Ultrathin Films Retain Bulk Properties
Robert C. Pini
Polymer films less than 100 nm thick have molecular properties nearly identical to the same material in bulk, according to recent findings of a study published in the July 8 issue of Nature. The findings confirm that thin films for optical coatings retain their physical properties even at only 10 nm thick.
That's great news for the coating industry, which had predicted the results but never achieved lab confirmation. "There's a whole field of thin polymer films based on this assumption that we verified," said Sanat Kumar, professor of materials science and engineering at Pennsylvania State University.
The findings can help usher in applications for high precision telecommunications filters and new multilayer films applied to lubricate and protect moving parts.

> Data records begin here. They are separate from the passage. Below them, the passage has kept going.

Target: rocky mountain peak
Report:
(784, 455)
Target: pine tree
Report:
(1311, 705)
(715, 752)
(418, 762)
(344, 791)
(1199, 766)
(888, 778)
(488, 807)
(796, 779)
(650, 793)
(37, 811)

"The thinner the coating, the greater the precision for any application," said Chris H. Stoessel, a research and development engineer at Optical Coating Laboratory Inc. in Santa Rosa, Calif. "Now you can synthesize properties by making them up out of a stack of ultrathin coatings."
If you can cut the thickness, you can cut the price of optical coatings significantly, said Russ Stiles, an engineer at Optical Coating Laboratory.
What's the limit?
With the help of other materials scientists, Kumar used small-angle neutron scattering to characterize the chain structure and conformation of ultrathin polystyrene films from 10 to 60 nm thick. The researchers found that even in the thinnest films -- thinner than the unperturbed radius of gyration of the polystyrene chains -- the polymer material exhibited chain structure and conformity similar to the bulk form.
Diffusion, glass transition temperature and the dynamic properties of optics are dramatically altered by thinner films, Kumar said, making it easier to know how coatings will react under working conditions.
Since their work appeared in Nature, Kumar said the research team has recorded thin-film characteristics for layers only 5 nm thick, which comes close to the practical limits of measurement using neutron scattering. Pointing to the 0.5-nm-thick lubricant layer on a hard disk drive, Kumar said the research still has room to explore the limits. The next generation of measurement technology will help improve the signal by one order of magnitude.